Epigomphus houghtoni
- Conservation status: Endangered (IUCN 3.1)

Scientific classification
- Kingdom: Animalia
- Phylum: Arthropoda
- Clade: Pancrustacea
- Class: Insecta
- Order: Odonata
- Infraorder: Anisoptera
- Family: Gomphidae
- Genus: Epigomphus
- Species: E. houghtoni
- Binomial name: Epigomphus houghtoni Brooks, 1989

= Epigomphus houghtoni =

- Genus: Epigomphus
- Species: houghtoni
- Authority: Brooks, 1989
- Conservation status: EN

Species of dragonfly

Epigomphus houghtoni, also known as the Limón knobtail, is a species of dragonfly in the family Gomphidae. It has a dark brown prothorax, a black and dark brown pterothorax marked with a number of green and yellow stripes and spots, and a black abdomen with yellow stripes and spots. The dragonfly is endemic to Costa Rica, where it is known only from one specimen collected from the province of Limón.

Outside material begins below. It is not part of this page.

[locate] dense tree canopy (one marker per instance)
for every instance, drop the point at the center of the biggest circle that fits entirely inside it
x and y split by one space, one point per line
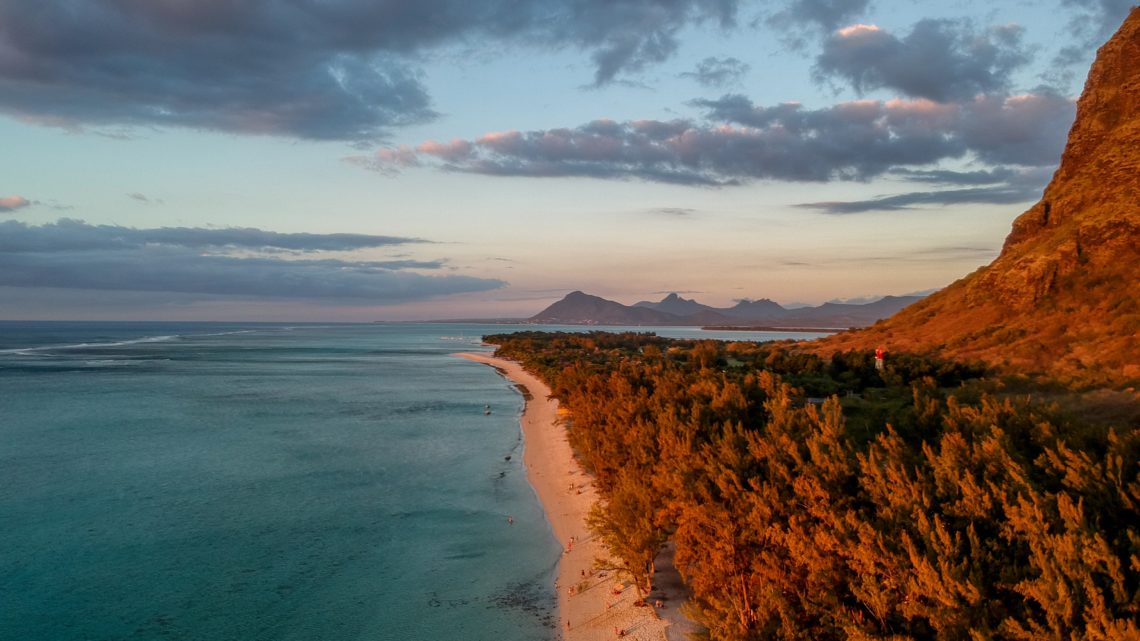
819 498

It is classified as being endangered by the IUCN.

== Taxonomy ==
Epigomphus houghtoni was formally described in 1989 by the odonatologist Stephen Brooks based on an adult male specimen collected from near Siquirres in Limón Province, Costa Rica. It is named after Greg Houghton, a companion of the collector who collected the type specimen. It has the English common name Limón knobtail. It is thought to be most closely related to Epigomphus occipitalis group.

== Description ==
In adult males, the head has a black labrum, dark brown postclypeus, yellow-green labium, and brown and yellow-green frons. The prothorax is dark brown with green spots on the middle lobe. The pterothorax is black and dark brown with a number of green and yellow stripes and spots. The abdomen is black and has ten segments, with yellow stripes and spots. The wings have red-brown pterostigma and black veins. In the holotype male, the abdominal length is 39.5 mm, the hind-wing length is 34.5 mm and the total length is 53.6 mm.

== Distribution and conservation ==
Endemic to Costa Rica, Epigomphus houghtoni is known from only from the type specimen, which was collected in the Limón Province. It likely has a wider range in lowland Central America, stretching as far as perhaps Panama and Nicaragua, but has not been recorded subsequent to its description. The species is classified as being of endangered by the IUCN as most of its likely range has suffered from extensive deforestation.